May 17th, 2012.
That was the day a nurse confirmed I was pregnant. And it was also the day I announced to my husband that he was going to be a daddy. I remember giggling over dinner as we discussed due dates, names, and nursery ideas…
It seems like it’s been forever since that day eight years ago; yet at the same time it feels like it’s only been a few minutes.
I’ll never forget sitting in the parking lot of a local restaurant with the sun beaming down on my legs as I hurried to answer the phone. I knew who it was going to be on the other end. It would be her. The nurse. I had been patiently waiting to hear her voice all morning. And there she was on the other end holding the fate of my future in her words. Was I pregnant? Was life within me growing? The answer was yes. All of the money, the pain, the heartache, the early morning appointments and late-night tears were all worth it to hear her excited voice tell me what I already knew in my heart.
I was officially a Momma.
I remember after ending our conversation taking my hand and placing it over my womb as I whispered to God, “Thank you!” and then to my baby bird, “I will do anything to protect you.”
It was then that I forgot about my lunch as I rushed to Hobby Lobby, then Michael’s, then back to Hobby Lobby before ending at Walmart. I wanted to hurry and make that “Daddy Doody Kit” I had once giggled over while searching Pinterest; as well as, orchestrate that announcement which had captured my heart through Facebook. It was the one with the honey bun in the oven and a sign that read “There is a bun in my oven.” Have you seen it? It’s cute. It’s even cuter when you can pull it off and capture it on camera, which I did.
I’ll never forget the look on his face; it’s the one you can see above. Even without pictures it’s a look that gets etched into your memory like a tattoo. It’s permanent. No matter how much you try to erase it, you can’t. It’s there. It’s always there.
You might ask why would you want to erase it, because it was a happy moment, right?
It was. And it still is.
Yet, at the same time it isn’t.
Because that life I promised to protect? I couldn’t.
Trust me, I tried.
I begged. I pleaded. I ran to the church altar for prayer and cried into the chest of a woman I didn’t even know. I later called upon my friends, including the ones from Kindergarten, to storm the gates of Heaven. But, despite the tears and even our bargaining, my baby, the child we worked so hard to conceive through medical intervention, was not saved.
Within two short weeks after hearing the nurse congratulate me, I had to force myself to say goodbye, instead of nine months later say hello, as I flushed my child, whom I often wonder might have had my husband’s dark hair or my blue eyes, down the toilet.
And that’s a day…an image…I would also like to erase. But again, it’s permanent. Like a tattoo.

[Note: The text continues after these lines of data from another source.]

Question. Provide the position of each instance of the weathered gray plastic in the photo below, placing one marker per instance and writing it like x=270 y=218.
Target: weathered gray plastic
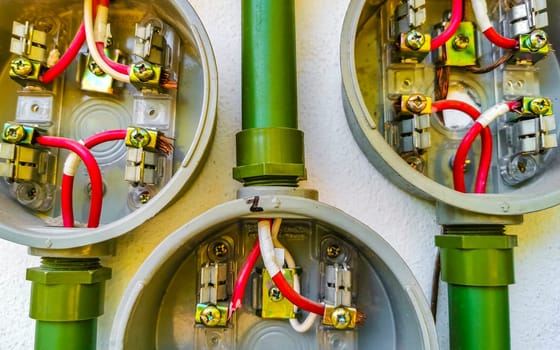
x=537 y=195
x=157 y=307
x=194 y=130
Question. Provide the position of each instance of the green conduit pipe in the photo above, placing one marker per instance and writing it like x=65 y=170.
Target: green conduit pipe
x=477 y=264
x=270 y=147
x=67 y=296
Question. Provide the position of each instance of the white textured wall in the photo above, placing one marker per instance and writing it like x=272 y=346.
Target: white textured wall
x=336 y=167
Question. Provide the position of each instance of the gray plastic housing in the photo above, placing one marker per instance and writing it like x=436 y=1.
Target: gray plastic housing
x=158 y=307
x=363 y=48
x=187 y=114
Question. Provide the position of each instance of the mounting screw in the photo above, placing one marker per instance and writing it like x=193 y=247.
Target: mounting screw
x=274 y=294
x=540 y=106
x=139 y=137
x=94 y=68
x=461 y=42
x=341 y=318
x=210 y=316
x=416 y=103
x=22 y=66
x=14 y=133
x=220 y=249
x=537 y=40
x=333 y=251
x=143 y=71
x=415 y=40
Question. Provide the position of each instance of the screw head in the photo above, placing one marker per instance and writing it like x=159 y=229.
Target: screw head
x=139 y=137
x=537 y=40
x=415 y=40
x=461 y=42
x=22 y=66
x=94 y=68
x=341 y=318
x=274 y=294
x=333 y=251
x=13 y=133
x=416 y=103
x=143 y=71
x=220 y=249
x=540 y=106
x=210 y=316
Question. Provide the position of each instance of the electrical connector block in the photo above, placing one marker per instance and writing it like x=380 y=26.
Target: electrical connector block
x=150 y=44
x=340 y=317
x=527 y=15
x=410 y=14
x=460 y=50
x=412 y=47
x=273 y=304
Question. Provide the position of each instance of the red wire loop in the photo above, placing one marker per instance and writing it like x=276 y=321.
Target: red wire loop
x=486 y=152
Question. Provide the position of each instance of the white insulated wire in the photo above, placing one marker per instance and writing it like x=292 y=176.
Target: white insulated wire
x=493 y=113
x=300 y=327
x=480 y=10
x=96 y=34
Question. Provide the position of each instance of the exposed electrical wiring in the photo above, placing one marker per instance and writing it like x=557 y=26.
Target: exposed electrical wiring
x=300 y=327
x=267 y=252
x=92 y=167
x=480 y=124
x=70 y=167
x=454 y=22
x=486 y=153
x=97 y=34
x=243 y=278
x=480 y=10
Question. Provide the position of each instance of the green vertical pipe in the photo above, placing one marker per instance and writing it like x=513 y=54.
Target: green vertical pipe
x=269 y=64
x=67 y=296
x=478 y=317
x=477 y=264
x=270 y=147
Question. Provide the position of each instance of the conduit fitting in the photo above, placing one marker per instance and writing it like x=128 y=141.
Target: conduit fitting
x=270 y=147
x=477 y=262
x=67 y=296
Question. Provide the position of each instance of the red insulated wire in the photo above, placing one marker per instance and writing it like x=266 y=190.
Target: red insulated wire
x=454 y=22
x=92 y=167
x=70 y=54
x=486 y=153
x=119 y=67
x=243 y=278
x=461 y=156
x=66 y=204
x=495 y=38
x=295 y=298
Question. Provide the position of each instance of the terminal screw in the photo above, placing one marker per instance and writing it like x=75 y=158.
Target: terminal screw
x=416 y=103
x=210 y=316
x=341 y=318
x=461 y=42
x=13 y=133
x=274 y=294
x=22 y=66
x=415 y=40
x=539 y=106
x=143 y=71
x=537 y=40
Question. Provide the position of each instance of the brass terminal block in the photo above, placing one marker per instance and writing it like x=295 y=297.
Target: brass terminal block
x=340 y=317
x=211 y=315
x=413 y=46
x=143 y=138
x=145 y=75
x=19 y=134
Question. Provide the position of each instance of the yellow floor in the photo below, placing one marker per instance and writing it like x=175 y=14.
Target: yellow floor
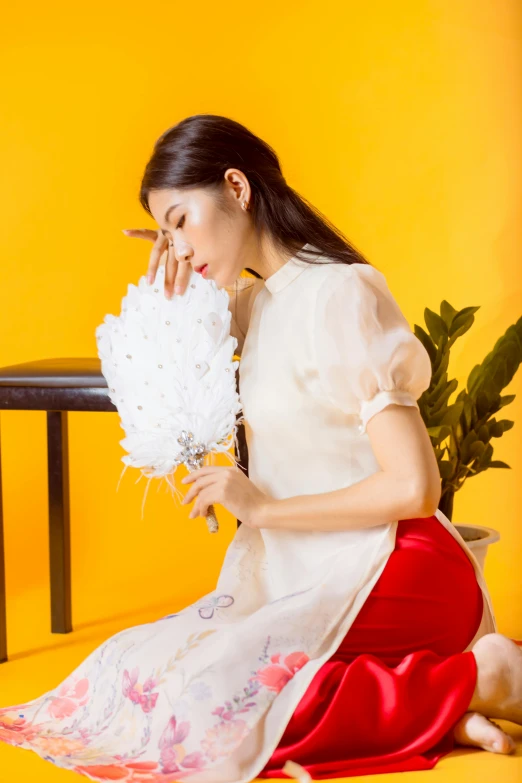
x=39 y=660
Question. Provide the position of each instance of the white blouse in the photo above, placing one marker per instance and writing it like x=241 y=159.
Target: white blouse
x=326 y=348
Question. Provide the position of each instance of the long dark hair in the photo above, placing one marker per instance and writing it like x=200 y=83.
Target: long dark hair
x=196 y=152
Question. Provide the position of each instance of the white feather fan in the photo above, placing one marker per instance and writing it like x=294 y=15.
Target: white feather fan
x=169 y=367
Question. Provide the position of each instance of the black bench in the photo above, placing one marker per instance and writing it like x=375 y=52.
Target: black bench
x=57 y=386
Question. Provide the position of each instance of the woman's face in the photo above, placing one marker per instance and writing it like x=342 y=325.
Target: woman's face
x=202 y=232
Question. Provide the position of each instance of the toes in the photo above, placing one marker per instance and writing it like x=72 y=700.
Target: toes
x=476 y=730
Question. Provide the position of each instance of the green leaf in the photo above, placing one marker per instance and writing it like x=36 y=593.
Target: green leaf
x=436 y=326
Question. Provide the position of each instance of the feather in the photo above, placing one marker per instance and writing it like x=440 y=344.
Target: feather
x=170 y=372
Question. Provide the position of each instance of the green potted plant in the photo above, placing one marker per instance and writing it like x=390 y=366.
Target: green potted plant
x=462 y=431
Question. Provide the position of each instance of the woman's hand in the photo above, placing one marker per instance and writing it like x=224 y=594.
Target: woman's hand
x=177 y=273
x=231 y=488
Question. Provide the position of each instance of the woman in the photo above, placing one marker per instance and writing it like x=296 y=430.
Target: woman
x=381 y=648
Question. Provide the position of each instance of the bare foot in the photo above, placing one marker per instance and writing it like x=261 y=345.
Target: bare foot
x=498 y=691
x=477 y=730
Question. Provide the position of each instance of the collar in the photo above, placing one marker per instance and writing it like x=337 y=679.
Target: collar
x=288 y=272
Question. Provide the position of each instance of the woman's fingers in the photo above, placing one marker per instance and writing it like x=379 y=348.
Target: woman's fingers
x=159 y=248
x=177 y=274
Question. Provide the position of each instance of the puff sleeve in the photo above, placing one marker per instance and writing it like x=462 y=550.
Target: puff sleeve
x=367 y=355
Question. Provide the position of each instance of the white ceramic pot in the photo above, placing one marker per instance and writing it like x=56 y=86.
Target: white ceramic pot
x=478 y=538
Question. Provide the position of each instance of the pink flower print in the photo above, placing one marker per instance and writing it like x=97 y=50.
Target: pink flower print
x=174 y=734
x=223 y=738
x=70 y=697
x=275 y=676
x=138 y=694
x=173 y=755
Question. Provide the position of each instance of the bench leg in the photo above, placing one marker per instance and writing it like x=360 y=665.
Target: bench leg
x=3 y=616
x=59 y=521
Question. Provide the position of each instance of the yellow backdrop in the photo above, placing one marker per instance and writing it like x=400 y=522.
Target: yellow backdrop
x=400 y=122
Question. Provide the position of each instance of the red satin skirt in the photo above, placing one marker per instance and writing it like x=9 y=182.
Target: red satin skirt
x=388 y=699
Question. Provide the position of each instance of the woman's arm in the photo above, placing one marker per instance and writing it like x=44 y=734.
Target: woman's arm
x=407 y=486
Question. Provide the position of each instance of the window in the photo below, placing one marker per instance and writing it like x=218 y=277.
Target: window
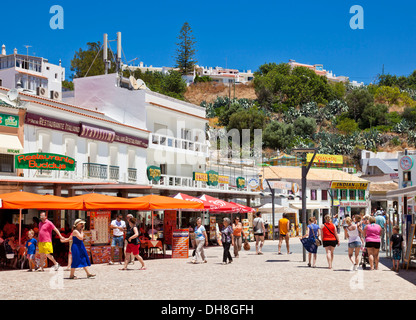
x=6 y=163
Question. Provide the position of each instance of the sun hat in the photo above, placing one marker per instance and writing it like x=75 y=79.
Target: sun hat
x=78 y=221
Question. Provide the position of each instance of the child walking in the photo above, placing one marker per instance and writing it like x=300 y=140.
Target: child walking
x=31 y=250
x=396 y=244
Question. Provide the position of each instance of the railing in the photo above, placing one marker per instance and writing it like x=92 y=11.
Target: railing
x=95 y=170
x=183 y=144
x=180 y=181
x=114 y=172
x=132 y=174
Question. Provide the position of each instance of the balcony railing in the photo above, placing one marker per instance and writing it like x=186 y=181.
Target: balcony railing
x=132 y=174
x=95 y=170
x=178 y=143
x=114 y=172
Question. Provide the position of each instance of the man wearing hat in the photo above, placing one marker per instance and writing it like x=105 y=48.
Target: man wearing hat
x=45 y=241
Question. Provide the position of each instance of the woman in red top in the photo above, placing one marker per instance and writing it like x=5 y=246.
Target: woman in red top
x=329 y=239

On this day eight years ago I was pregnant. And on this day eight years later, I still am. Just not in the physical sense. Because while I might not be pregnant in my womb, I am in my heart. Because it is in our hearts that our dreams are first conceived. It’s there inside the soft fertile soil that God plants hope for our desires and gives us faith to believe in Him to bring them to fruition. It is there in our hearts where it first begins to live. And it is there where it continues to grow.
I know that it seems irrational, illogical, and downright ridiculous to continue to believe month after month, year after year for the impossible, but I can’t help but be expectant of it. After all, like I said, I am pregnant. I am pregnant with hope and faith, two power twins that together can bring forth a miracle. A miracle that will have ten tiny fingers and ten wiggly toes.
But you know something else?
I’m not just pregnant and therefore expectant that one day the desires planted in my heart will one day grow in my arms, but I am also pregnant and expectant for that day to come for you too. For God does not show favoritism (Romans 2:11). And nothing is impossible for him. Even that one thing you just thought of. So your age…your diagnosis…your past? It doesn’t matter in the hands of our Poppa God. So be pregnant with me…pregnant with hope.